7.            The RCIT and its predecessor organization have always supported the national liberation struggle of the Kurdish people. We call for a united socialist Kurdistan. Such a free, red Kurdistan should be part of a voluntary socialist federation of the people of the Middle East. It can only be the result of a revolution led by the working class and supported by the poor peasants.

8.            The background of the HDP’s growth is the failure of the PKK’s guerilla strategy. The PKK was founded in 1978 under the leadership of Abdullah Öcalan. Its program was based on a fusion of the Maoist variation of Stalinism and Kurdish nationalism. Instead of focusing of organizing and mobilizing the working class, the PKK adopted a guerilla strategy and waged an armed struggle for an independent Kurdish state. After the failure of the guerrilla struggle and the capture of Öcalan in 1999, the leadership abandoned its version of Stalinism and led the party along a new political road – petty-bourgeois reformism which Öcalan calls “Democratic Confederalism.” Öcalan led the PKK to abandon the call for an independent Kurdistan and open negotiations with the AKP government. In 2013, the PKK declared a ceasefire agreement and began slowly withdrawing its fighters to the region of Kurdistan in northern Iraq.
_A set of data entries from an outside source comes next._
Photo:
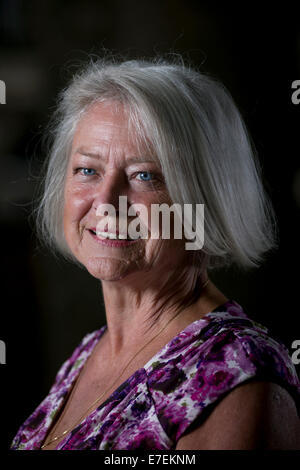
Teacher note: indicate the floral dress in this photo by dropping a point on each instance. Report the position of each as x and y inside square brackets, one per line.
[157, 404]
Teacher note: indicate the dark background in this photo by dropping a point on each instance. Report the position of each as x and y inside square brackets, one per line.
[48, 305]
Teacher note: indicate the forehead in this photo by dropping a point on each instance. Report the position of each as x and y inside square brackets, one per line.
[108, 123]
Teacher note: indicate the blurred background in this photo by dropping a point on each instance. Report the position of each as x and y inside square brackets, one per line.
[47, 304]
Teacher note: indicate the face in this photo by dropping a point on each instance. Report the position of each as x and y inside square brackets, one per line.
[106, 163]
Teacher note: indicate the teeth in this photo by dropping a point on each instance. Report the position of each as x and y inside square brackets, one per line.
[112, 236]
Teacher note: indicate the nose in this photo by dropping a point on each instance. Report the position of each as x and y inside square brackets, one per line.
[108, 190]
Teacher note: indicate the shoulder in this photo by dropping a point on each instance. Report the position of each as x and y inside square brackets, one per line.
[214, 358]
[255, 415]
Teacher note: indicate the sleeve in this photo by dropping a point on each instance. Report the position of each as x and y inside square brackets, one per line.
[75, 359]
[187, 387]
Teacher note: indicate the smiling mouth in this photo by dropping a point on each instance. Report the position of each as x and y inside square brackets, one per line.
[112, 236]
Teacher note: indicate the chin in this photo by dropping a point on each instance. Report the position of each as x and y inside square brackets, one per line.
[107, 269]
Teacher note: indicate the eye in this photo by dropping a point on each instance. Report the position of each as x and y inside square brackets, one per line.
[145, 176]
[85, 171]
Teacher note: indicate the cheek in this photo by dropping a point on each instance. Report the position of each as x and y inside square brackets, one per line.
[77, 204]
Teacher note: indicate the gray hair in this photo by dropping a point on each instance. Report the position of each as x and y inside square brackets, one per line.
[200, 139]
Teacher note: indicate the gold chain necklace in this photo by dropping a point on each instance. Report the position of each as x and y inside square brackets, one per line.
[55, 438]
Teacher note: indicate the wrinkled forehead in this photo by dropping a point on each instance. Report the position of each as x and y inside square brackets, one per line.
[113, 121]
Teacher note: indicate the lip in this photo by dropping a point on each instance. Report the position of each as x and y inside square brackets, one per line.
[111, 242]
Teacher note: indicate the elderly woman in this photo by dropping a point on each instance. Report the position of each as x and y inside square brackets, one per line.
[177, 365]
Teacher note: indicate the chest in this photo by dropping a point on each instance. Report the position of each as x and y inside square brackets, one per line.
[93, 387]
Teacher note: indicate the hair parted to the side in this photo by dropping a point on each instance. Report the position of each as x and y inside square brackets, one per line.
[200, 139]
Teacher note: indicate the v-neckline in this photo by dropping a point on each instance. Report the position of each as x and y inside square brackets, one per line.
[203, 320]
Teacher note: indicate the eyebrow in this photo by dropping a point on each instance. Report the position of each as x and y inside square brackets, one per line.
[133, 159]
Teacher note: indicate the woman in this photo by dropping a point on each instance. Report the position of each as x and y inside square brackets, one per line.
[178, 365]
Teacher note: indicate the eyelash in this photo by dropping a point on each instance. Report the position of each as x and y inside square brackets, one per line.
[154, 176]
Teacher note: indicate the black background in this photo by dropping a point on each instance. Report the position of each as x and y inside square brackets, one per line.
[47, 305]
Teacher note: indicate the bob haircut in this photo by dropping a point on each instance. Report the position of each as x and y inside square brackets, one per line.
[199, 138]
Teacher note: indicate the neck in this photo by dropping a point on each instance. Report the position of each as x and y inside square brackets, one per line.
[135, 313]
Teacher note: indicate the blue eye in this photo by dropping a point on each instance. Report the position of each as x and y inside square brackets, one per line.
[88, 171]
[146, 175]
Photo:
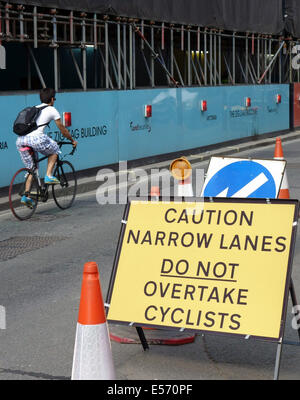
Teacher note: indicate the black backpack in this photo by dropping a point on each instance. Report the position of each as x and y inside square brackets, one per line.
[26, 120]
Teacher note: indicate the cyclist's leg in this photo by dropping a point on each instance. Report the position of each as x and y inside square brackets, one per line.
[50, 148]
[27, 159]
[51, 163]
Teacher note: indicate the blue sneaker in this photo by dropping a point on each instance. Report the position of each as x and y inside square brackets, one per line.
[51, 180]
[27, 201]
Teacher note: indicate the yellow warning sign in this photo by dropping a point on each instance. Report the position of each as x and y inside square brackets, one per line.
[221, 266]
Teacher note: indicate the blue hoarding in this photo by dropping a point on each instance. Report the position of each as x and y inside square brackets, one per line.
[110, 125]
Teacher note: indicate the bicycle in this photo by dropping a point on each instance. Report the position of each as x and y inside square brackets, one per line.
[63, 193]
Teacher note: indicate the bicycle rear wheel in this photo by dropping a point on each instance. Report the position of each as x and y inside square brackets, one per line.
[17, 190]
[65, 192]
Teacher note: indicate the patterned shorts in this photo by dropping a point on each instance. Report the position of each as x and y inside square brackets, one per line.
[39, 143]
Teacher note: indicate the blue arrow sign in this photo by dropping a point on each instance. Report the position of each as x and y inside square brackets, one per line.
[242, 179]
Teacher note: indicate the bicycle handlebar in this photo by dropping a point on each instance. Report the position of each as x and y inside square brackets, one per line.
[73, 150]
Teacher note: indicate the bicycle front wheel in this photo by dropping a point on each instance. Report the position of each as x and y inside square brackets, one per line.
[64, 193]
[23, 194]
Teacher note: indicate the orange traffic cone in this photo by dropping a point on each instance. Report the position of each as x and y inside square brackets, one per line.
[92, 353]
[284, 192]
[155, 192]
[181, 170]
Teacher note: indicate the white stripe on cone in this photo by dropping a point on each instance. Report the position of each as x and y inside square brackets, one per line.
[185, 188]
[92, 358]
[284, 191]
9.            Hence, the growth of the HDP is a product of the PKK’s turn towards integration into the capitalist political system of Turkey. While various leftists uncritically support the HDP, Marxists need to take a principled and revolutionary position. The RCIT states that the HDP is neither a socialist party nor does it have an orientation towards the working class. The HDP leadership’s lack of principles became obvious immediately after the elections when it called for a coalition government formed by itself together with the bourgeois chauvinist CHP and the fascist MHP! The HDP is, however, a petty-bourgeois party representing the oppressed Kurdish nation and their desire for national self-determination. For this reason – and only for this reason – socialists should give critical support to the HDP at elections and combine this with demands for the party to seriously mobilize for mass struggles as well as criticize the HDP leadership for its orientation.

10.          The HDP is attempting to widen its support and to reach Turkish voters, in particular the liberal middle class layers. Were it not for the fact that the HDP is based on the oppressed Kurds, we in the RCIT would not call for any kind of support for this party. Thus, while we do call for critical support for the HDP if new elections are held , we warn that just as the leaders of this party relinquished the demand for self determination for the Kurds, they will abandon any demands they currently make in the interest of the workers.

11.          What is needed is a different party: a multi-national Bolshevik type party – composed of Turks, Kurds, and other national minorities – that will work towards the unification of the working class in the struggle for a socialist revolution. A party that will struggle for a free red Kurdistan in the framework of a socialist federation of the Middle East. The RCIT calls upon socialists in Turkey to join us in order to build such a party!